KJ: Ostern – da bricht sich das Leben Bahn, ist voller Licht, Hoffnung und Schönheit.
UM: Immer stärker Ostern!

Bibel oder Zeitung?
KJ: Bibel am Tagesanfang und -Ende, dazwischen Zeitung.
UM: Zum Zmorge die Zeitung. Nach dem Zmorge die Bibel.

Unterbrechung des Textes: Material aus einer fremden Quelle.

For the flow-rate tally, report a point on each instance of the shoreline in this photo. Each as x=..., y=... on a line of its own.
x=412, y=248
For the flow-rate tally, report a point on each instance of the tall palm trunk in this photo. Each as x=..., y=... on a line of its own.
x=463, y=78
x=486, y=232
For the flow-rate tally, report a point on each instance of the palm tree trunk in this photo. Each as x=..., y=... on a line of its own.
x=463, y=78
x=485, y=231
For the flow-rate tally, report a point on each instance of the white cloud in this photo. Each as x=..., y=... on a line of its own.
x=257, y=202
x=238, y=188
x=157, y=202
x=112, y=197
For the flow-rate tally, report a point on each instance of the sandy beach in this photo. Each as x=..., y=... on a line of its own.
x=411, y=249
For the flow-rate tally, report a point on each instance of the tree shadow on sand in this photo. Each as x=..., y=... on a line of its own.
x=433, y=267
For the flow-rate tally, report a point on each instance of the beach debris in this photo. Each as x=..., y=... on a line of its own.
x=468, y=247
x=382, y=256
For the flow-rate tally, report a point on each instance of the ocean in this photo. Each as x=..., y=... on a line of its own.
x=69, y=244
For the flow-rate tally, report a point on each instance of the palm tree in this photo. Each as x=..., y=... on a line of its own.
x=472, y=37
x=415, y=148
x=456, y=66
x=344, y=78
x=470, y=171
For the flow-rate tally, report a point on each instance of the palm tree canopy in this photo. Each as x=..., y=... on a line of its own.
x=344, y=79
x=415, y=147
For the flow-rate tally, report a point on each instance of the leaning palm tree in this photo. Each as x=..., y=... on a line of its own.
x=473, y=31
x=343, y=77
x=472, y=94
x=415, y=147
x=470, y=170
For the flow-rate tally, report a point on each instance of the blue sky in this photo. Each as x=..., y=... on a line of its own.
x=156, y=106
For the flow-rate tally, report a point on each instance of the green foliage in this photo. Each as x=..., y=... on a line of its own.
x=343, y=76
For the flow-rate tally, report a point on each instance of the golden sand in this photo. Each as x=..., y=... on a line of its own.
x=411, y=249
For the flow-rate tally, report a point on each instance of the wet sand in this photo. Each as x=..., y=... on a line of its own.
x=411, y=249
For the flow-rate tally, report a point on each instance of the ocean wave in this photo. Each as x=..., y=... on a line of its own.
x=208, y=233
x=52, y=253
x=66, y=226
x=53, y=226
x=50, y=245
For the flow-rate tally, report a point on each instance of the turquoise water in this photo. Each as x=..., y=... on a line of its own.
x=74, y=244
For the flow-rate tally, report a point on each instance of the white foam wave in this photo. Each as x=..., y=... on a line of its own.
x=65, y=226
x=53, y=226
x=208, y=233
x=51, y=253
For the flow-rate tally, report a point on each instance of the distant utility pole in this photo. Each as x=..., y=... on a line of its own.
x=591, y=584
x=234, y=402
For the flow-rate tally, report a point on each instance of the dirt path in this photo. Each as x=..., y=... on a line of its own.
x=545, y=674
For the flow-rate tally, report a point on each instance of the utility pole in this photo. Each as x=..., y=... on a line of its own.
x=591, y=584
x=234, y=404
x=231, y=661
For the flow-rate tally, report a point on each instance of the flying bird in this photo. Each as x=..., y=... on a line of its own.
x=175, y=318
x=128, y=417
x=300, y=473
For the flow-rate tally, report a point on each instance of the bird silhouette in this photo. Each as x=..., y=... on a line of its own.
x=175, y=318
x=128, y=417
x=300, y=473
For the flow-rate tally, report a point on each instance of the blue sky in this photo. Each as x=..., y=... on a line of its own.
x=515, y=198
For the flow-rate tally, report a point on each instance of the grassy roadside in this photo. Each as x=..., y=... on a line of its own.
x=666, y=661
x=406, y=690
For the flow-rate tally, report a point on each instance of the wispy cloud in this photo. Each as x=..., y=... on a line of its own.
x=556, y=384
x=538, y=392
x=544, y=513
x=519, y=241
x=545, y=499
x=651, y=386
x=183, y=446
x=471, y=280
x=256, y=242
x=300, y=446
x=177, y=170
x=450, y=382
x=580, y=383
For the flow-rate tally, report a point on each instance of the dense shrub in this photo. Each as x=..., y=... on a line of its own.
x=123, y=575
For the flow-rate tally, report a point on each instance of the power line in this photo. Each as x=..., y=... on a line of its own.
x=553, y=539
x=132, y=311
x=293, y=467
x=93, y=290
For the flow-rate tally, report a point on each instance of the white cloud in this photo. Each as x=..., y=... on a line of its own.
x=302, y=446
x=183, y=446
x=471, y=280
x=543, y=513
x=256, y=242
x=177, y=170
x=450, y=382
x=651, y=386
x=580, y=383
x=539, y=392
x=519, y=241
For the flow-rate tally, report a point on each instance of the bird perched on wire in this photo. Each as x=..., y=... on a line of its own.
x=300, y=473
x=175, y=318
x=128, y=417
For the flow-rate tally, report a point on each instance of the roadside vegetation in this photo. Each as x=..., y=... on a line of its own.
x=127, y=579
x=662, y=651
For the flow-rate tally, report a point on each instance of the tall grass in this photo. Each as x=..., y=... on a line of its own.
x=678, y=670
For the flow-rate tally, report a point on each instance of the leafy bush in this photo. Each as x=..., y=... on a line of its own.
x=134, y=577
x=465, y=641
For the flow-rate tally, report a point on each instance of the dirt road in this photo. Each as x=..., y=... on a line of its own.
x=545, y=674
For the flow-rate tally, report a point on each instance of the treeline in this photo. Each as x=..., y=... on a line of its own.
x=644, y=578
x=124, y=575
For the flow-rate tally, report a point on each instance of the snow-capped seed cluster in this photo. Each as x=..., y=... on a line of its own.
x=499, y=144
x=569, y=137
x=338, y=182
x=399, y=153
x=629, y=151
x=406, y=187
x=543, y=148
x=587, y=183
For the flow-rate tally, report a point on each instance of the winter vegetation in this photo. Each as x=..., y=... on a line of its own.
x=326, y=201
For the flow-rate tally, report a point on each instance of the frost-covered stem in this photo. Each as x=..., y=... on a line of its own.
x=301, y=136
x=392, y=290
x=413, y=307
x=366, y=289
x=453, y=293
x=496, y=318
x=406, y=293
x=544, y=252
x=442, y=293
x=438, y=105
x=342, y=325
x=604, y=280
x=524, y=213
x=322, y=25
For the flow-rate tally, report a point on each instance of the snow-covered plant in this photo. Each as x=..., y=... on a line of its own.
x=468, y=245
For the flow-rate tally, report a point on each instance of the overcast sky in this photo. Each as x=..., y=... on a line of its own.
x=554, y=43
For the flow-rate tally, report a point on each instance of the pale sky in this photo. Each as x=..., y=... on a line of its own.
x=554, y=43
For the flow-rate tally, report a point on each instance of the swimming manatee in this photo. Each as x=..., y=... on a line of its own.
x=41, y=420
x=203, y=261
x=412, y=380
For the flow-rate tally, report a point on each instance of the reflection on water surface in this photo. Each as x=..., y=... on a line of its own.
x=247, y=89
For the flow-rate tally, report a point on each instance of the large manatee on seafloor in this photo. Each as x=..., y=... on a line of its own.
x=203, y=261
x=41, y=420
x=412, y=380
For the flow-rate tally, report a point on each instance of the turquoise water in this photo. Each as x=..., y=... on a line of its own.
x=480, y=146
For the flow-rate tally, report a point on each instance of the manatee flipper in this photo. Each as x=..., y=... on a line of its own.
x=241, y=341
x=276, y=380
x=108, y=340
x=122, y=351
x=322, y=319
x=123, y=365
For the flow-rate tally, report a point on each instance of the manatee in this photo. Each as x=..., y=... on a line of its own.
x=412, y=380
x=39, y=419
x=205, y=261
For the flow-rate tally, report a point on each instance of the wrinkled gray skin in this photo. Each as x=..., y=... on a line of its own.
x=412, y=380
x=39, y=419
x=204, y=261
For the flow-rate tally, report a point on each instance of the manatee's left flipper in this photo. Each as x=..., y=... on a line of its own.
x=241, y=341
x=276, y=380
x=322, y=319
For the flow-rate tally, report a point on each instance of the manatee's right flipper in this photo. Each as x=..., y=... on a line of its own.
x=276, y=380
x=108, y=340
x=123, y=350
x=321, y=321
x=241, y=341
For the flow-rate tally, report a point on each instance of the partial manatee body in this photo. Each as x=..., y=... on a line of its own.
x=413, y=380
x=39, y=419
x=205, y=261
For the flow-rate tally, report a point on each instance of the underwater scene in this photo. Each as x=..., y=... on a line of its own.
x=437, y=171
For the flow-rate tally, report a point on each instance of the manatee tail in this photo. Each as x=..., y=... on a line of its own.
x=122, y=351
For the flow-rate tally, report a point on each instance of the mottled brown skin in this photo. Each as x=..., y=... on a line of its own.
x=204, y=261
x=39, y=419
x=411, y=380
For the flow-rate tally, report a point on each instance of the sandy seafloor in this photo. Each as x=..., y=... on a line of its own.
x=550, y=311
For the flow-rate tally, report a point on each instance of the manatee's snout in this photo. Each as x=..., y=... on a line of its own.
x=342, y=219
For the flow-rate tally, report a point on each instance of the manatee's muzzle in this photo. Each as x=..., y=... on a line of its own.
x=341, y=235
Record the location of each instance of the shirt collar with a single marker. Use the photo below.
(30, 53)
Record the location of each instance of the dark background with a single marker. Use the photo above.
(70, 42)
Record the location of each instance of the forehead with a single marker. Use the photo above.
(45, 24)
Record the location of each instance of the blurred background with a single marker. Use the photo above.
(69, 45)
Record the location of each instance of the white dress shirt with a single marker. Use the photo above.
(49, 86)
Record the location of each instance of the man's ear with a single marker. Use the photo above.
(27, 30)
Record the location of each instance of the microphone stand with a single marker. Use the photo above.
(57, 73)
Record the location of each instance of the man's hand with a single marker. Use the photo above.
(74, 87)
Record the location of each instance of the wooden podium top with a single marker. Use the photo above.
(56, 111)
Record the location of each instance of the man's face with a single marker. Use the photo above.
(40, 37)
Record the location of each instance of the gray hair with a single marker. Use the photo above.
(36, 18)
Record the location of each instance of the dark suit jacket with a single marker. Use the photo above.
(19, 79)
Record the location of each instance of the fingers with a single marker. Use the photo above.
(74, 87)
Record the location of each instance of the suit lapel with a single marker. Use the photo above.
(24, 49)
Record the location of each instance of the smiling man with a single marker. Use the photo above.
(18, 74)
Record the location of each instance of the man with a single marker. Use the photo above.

Röntgenplatz oder Turbinenplatz?
KJ: Röntgenplatz – ist gemütlicher, familiärer, mit angenehmeren Häusern rundherum.
UM: Turbinenplatz, weil ich die Etappen miterlebt habe, in denen er entstanden ist.

Arbeit oder Freizeit?
KJ: Arbeit – Ich bin bei den Menschen, am Puls des Lebens; sie ist oft intensiv, aber sie motiviert und gibt oft Erfüllung.
UM: Ich bin ja pensioniert und eigentlich heraus aus dem Arbeitsprozess....

Buch oder Podcast?
KJ: Buch – Ich mag das Blättern und wenn ich sehen kann, wo ich beim Lesen bin.
UM: Immer noch überwiegend: Buch.

Neues oder Bewährtes?
KJ: Neues – es fasziniert, bin eine neugierige Person.
UM: Bei der Einrichtung mixe ich gern. Nur das eine oder andere finde ich langweilig.

Schweigen oder reden?
KJ: Reden – Ich spreche gerne Menschen an und komme mit ihnen ins Gespräch.
UM: Ich würde so gern besser schweigen und Ungesagtes hören können!

Glauben oder Wissen?
KJ: Wissen – ich habe gerne Tatsachen, auch in der Theologie und in der Bibel. Glauben fordert mich immer stark heraus.
UM: Ich kann mir keinen Glauben vorstellen, der nicht auch wissen will. Sonst ist er weltfremd und abgehoben. «Alles soll so einfach gemacht werden wie möglich. – Aber nicht einfacher.» (Einstein). «Weisst du das oder glaubst du das nur?» sagt man/frau. Oft wird es so verstanden: Je mehr ich weiss, desto weniger muss ich glauben. Dann betrifft Glauben das an Wahrnehmung und Einstellung, was nicht oder noch nicht vom Wissen getragen ist. «Glauben» heißt für mich vielmehr, mich an etwas festmachen. Es ist das, worauf ich «stehe» – im Sinn der Basis meiner Identität. Der Glaube gehört zu meiner Innenausstattung – wie meine Haut, wie meine Sprache.

Anfangen oder aufhören?
KJ: Anfangen – «Jedem Anfang wohnt ein Zauber inne».
UM: Ich empfinde es stark so, dass jedem Anfang ein Zauber innewohnt. Bei manchen Aufgaben war ich aber auch schon froh, dass ich sie beenden konnte.